19歳で出産し3児の親に。「言いたいことを絶対に我慢しない」夫婦だから10年やってこれた

「子どもたちや好きなアニメの話題を通じて、夫と同じ時間を共有する。そんな瞬間に“一緒にいてよかった”と思うんです」。こう話すのは、西村創一朗さんの横に座る妻の華織さん。

奥様の言葉を聞いて、照れくさそうな表情を浮かべる西村さん。おふたりのやりとりから仲の良さが伝わり、取材現場には和やかな雰囲気が漂いました。

西村さんはリクルート在職中に、「二兎を追って二兎を得られる世の中をつくる」をビジョンに掲げ、人材採用コンサル業を起業。
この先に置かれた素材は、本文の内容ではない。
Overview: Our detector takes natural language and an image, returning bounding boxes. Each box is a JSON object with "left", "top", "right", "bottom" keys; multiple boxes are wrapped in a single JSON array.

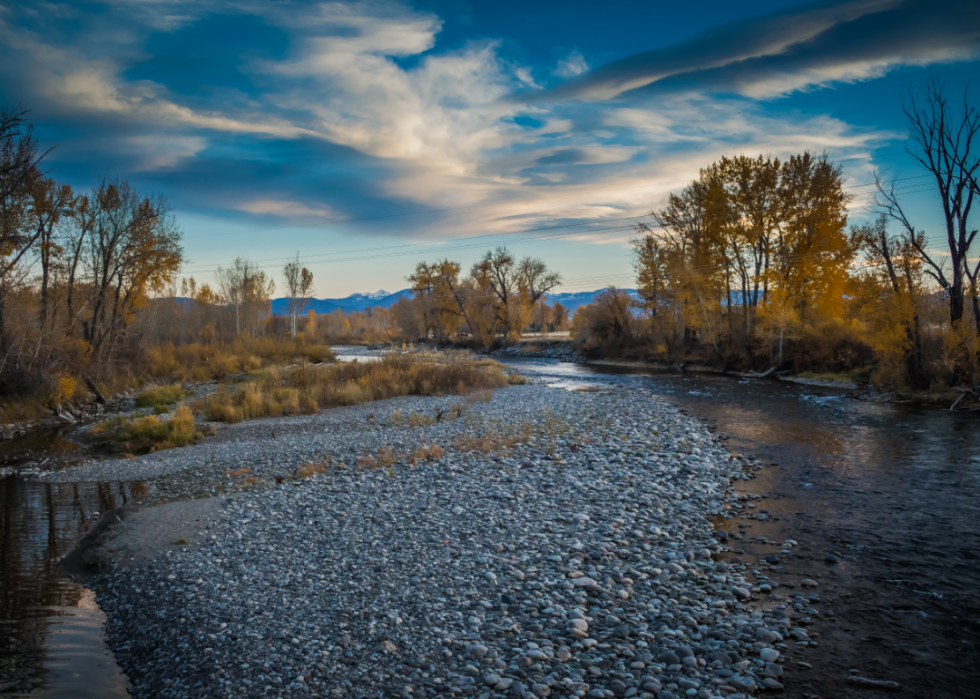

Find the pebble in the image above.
[{"left": 83, "top": 385, "right": 806, "bottom": 699}]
2016年に退職し、現在は経営者と並行して週に数日は会社員としても働いています。家庭では10歳、6歳、2歳の3人のお子さんのパパであり、子育てと仕事に奔走する日々を送ります。

■仲良くなったきっかけは、席が隣になったこと

ふたりのラブストーリーの始まりは、高校2年の春までさかのぼります。同じクラスで席が隣になったのがきっかけでした。

クラス替え以前からお互いのことを意識していたのかを質問すると、「他のクラスに可愛い女の子がいるなくらいの認識でした」と西村さん。「自転車で転んで指を骨折して包帯ぐるぐる巻きになっていたり、顔を擦りむいたりする姿を見て、おっちょこちょいな人なのかなと思いましたね」と続けます。
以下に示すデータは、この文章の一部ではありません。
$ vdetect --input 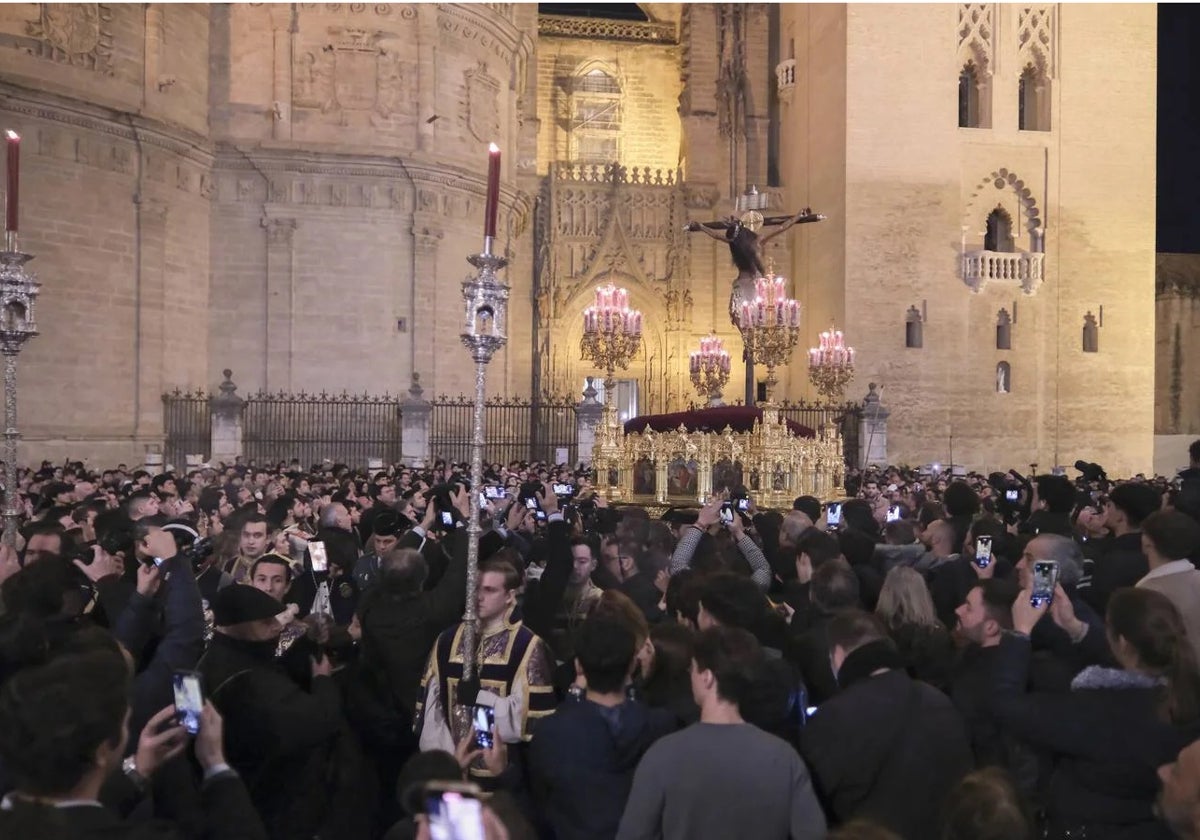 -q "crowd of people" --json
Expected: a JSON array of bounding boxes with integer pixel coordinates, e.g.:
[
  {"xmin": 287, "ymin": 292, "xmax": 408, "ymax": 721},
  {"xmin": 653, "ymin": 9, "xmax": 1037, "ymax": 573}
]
[{"xmin": 0, "ymin": 440, "xmax": 1200, "ymax": 840}]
華織さんは、「夫は頭が良くて成績もトップクラス。あと学年内では『見た目が可愛い』と言われていたので、どんな人かは知っていました」と振り返ります。

やがて少しずつ会話をするようになり、1日に何十通もメールのやりとりをする仲に発展。

「男子と頻繁にメール交換をした経験がなかったので、西村くんは私に気があるんじゃないかと思いました。私の勘違いだったのかもしれませんが……(笑)」と華織さんが話すと、西村さんはすかさず「いや、気になってたよ!」とツッコミを入れます。

告白は西村さんからかと思いきや、実は華織さんから。

「そのころ、私の女友達にも好きな男子がいて、じゃあお互い電話で伝えてみよう! という話になったんです。そこで、思い切って彼に電話をして気持ちを伝えました」(華織さん)
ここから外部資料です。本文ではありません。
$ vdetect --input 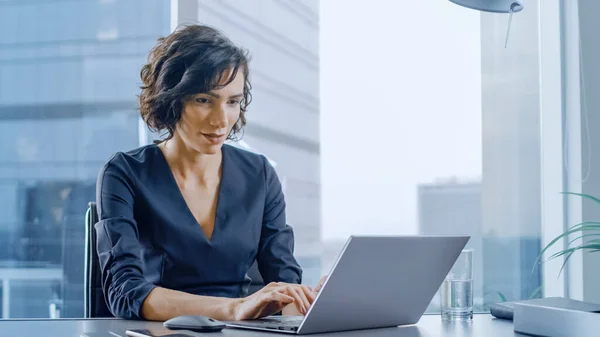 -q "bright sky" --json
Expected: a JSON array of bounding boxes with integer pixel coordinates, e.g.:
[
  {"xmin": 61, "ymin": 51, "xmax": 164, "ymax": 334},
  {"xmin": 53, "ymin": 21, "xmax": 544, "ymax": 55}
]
[{"xmin": 320, "ymin": 0, "xmax": 482, "ymax": 240}]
こうしてふたりは恋人同士となり、交際がスタートします。

■大学1年で妊娠。出産、子育てを通じて、夫婦の絆が深まった

順調に交際を続けていた大学1年生のとき、華織さんの生理が止まります。「もしかして……」。ドキドキしながら妊娠検査薬を購入し、試してみるとお腹に命が宿っていることがわかりました。

このとき華織さんが真っ先に思い浮かべたのは、両親でした。「親からは妊娠には気をつけろとずっと言われていただけに、どう顔向けすればいいのかと悩みました。でも、私には産むという選択肢しかありませんでした」と出産しようと決意。

西村さんは当時の心境をこのように語ります。

「妻から妊娠を知らされたとき、戸惑いはありました。当時はまだ学生で、どうすればいいのかわからなかった。でも愛する彼女との間にできた子どもです。僕は彼女に『産んでほしいと思ってる』と伝え、どんなことをしても養っていくと決めました」

家族で話し合った結果、西村さんは華織さんの実家に同居して大学に通学し、華織さんは子育てのため大学を退学して出産と育児に専念することになります。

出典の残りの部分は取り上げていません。